MapReduce is a programming model used to perform data analysis on large amounts of data in a scalable manner without any data loss. We can perform many different types of analysis. Today we will look for the analysis where we will perform median and standard deviation calculations. So, let’s go through step by step.

Before starting actual implementation, we should be aware of the concepts we are planning to implement. So, we are going to calculate two statistics

  • Median- It is used to find the middle value of the dataset listed in ascending order.
  • Standard Deviation- It is a measure of how dispersed the data is in relation to the mean or average of numbers

MapReduce diagram to calculate Median and standard deviation

MapReduce Architecture to find median and Standard deviation

Explanation of the diagram

As we can see in a diagram, we are reading a file line by line into chunks or blocks. We are performing map operations on each block and retrieving department and salary detail and writing output to the reducer. In the reducer phase, we have done the actual median and standard deviation calculations.

Problem statement

We have given the data regarding the count of the number of fire and police cases in a month. You have to make a MapReduce program to calculate the median and standard deviation.

Steps to implement

Any Hadoop map-reduce program generally has 3 parts. One is Driver, One is Mapper and One is Reducer. let’s see Driver class first. Driver class is as per the following manner. We use driver class to check our map-reduce program works fine as per the expectations.

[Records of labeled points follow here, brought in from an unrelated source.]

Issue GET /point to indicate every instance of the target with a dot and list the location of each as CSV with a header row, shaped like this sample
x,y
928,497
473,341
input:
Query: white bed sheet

Apart from that, we are also setting configuration about which is mapper and reducer class. What is the input and output format? What are the mapper key and value types for mapper output and reducer output? Here is the actual implementation of the Driver class.

Create a Mapper class

Step1 – Create a file named Mapper.java and import all the required libraries

import java.io.IOException;
import org.apache.hadoop.io.DoubleWritable;
import org.apache.hadoop.io.Text;
import org.apache.hadoop.mapreduce.Mapper;

Step 2- Create a StdMapper class

In a mapper class, we will read through data one record at a time. Data is regarding student performance in intermediate exams. So, we will calculate the subject-wise median and standard deviation of marks. We are reading subject-wise and marks based on index and writing as a mapper output which will eventually go to the reducer as an input.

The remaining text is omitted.